Saudi officials claim their efforts at rehabilitating extremists using months of reasoned argument against radical Islam have a success rate of 80 to 90 per cent; only 35 people out of 3200 in the program have been rearrested for security offences.

When the men are released, they are given jobs and other support.

An official at the centre, Dr Abdel Rahman Hadlaq, said it was a key step to break the inmates' links with radicals.

"If we don't support them, someone else will support them," he said.

Preventing young British Muslims, particularly those with family ties to Pakistan, from embracing violent extremism has become a key priority for Britain's security services since four British men killed 52 commuters in suicide bomb attacks on London's transport network in 2005.

Jonathan Evans, head of Britain's domestic spy agency MI5, has said his officers are monitoring around 2000 potential terrorists in the UK, who are planning around 30 potential attacks at any given time.

The Saudi inmates are kept in secure compounds with facilities such as gyms and swimming pools while imams give them lessons on moderate Islam.

The Riyadh facility is staffed by 100 clerics, 50 social workers and 30 other specialists.

Juma al-Dossary, 35, who has been at the facility for six months after six years at Guantanamo, said "they have convinced us logically".

Al-Dossary said they had been in the "wrong place at the wrong time" and fell in with extremists.
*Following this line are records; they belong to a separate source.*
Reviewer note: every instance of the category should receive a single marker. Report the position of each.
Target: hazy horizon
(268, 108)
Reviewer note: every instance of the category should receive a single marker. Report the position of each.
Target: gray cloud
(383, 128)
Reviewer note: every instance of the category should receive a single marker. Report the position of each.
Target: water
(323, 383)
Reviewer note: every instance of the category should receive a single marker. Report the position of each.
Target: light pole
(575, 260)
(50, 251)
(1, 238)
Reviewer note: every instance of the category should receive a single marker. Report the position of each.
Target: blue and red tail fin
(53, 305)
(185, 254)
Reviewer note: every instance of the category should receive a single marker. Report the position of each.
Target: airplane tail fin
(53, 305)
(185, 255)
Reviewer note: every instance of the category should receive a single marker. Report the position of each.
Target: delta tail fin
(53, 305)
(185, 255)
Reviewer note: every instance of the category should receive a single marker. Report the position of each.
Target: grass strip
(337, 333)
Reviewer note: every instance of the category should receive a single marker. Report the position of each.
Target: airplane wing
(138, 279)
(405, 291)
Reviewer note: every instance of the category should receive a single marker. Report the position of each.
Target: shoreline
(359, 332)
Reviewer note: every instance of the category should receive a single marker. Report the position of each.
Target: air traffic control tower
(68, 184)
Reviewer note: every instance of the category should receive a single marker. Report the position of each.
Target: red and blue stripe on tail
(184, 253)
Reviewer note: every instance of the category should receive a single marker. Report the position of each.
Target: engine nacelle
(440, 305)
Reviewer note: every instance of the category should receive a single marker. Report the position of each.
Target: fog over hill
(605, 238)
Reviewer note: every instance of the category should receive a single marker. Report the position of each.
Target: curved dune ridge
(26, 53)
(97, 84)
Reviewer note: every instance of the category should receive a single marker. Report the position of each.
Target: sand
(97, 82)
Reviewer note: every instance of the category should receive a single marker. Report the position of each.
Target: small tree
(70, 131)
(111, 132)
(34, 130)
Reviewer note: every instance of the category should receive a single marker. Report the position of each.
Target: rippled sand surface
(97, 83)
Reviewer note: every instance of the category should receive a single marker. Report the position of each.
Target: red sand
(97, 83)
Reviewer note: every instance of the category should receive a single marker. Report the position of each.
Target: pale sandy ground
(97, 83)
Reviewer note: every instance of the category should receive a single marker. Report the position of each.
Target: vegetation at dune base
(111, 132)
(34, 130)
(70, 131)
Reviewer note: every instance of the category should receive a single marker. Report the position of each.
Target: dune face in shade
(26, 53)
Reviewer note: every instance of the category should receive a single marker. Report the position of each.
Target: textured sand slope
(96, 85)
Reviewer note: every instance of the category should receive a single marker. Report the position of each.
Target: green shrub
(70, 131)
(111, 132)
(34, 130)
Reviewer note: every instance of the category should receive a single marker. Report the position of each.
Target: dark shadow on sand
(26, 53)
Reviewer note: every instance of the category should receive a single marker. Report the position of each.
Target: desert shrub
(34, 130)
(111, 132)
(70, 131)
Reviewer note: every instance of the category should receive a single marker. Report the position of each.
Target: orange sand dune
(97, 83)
He is now married, about to become a father and planning a career in computing.

None of the six men Brown met have been charged or convicted of any offence.

AP

I know what you're all thinking, swimming pools etc. for these assholes. What isn't mentioned is the fact that if the terrorists aren't persuaded, its Friday afternoon entertainment in the town square for them ie: decapitation. Nice persuader.


----------



## 7point62 (Nov 4, 2008)

Hope Gordon had a nice cozy chat with his new friends. After looking at that photo I need a good delousing.


----------